Umatilla County, Oregon 1922
ROADS AND HIGHWAYS
More and more communities are coming to be judged by the kind of roads they build and support, and if this criterion is used as a yardstick to gauge the worth of Umatilla County, this block of the Inland Empire will not suffer by comparison with a majority of other counties in the Northwest. In the total number of miles of improved roads it may not rank so high other counties in more densely populated countries, but it has something more than 5,000 miles of roads of all kinds, and, naturally, not all of them can be macadamized.

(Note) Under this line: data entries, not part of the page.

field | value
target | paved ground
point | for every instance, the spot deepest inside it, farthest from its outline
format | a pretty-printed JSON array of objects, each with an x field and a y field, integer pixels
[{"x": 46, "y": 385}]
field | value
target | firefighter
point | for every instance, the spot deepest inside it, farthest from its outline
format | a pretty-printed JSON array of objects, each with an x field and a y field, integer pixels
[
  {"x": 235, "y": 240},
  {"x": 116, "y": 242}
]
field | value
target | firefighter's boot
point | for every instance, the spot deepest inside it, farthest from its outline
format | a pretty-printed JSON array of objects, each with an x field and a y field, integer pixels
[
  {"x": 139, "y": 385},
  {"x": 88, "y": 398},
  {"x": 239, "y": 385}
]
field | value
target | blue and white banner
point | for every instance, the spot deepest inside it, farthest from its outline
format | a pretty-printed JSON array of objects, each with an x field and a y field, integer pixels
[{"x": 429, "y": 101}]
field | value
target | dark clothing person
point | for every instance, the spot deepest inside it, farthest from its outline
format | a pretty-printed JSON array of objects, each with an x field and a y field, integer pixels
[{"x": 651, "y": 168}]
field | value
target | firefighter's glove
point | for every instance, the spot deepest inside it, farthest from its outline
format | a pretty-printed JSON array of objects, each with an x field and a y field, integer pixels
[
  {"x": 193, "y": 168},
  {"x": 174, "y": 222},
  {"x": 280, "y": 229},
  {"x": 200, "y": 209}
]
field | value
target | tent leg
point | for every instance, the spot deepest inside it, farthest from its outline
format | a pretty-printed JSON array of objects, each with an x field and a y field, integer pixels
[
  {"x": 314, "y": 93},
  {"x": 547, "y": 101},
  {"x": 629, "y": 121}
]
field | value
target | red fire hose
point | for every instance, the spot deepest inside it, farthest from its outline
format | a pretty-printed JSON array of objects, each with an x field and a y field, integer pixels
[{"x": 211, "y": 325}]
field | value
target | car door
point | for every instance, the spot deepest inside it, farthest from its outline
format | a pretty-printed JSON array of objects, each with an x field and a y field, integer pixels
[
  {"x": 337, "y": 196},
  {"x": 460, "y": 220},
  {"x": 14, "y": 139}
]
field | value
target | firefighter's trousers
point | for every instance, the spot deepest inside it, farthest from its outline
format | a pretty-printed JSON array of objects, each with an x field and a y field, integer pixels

There are two highway systems in the county which are the chief arteries of trade and traffic, the Old Oregon Trail and Columbia River Highway for one, and the Oregon-Washington Highway. The former is named for the historic trail which it follows in the main. The Columbia River Highway is properly a continuation from Pendleton of the Oregon Trail, and it goes west to the Columbia River and thence through Portland to Seaside, the western terminus, located on the Pacific Ocean. From Pendleton to Seaside the Columbia River Highway is entirely paved or macadamized and the Old Oregon Trail to the east is lacking only fifteen miles of macadam.
The Oregon-Washington Highway is an interstate highway, as its name signifies, and it runs from the state line near Walla Walla, Washington, through Freewater, Milton, Weston, Athena, Adams, Pendleton and Pilot Rock, and from there to the Morrow County line, where it connects with Heppner. From the state line to Pendleton the road is paved, and from Pendleton on past Pilot Rock it is macadamized and more of it is under contract for construction. These roads are state highways and were built by the county and state jointly, and maintenance is taken care of by the' state.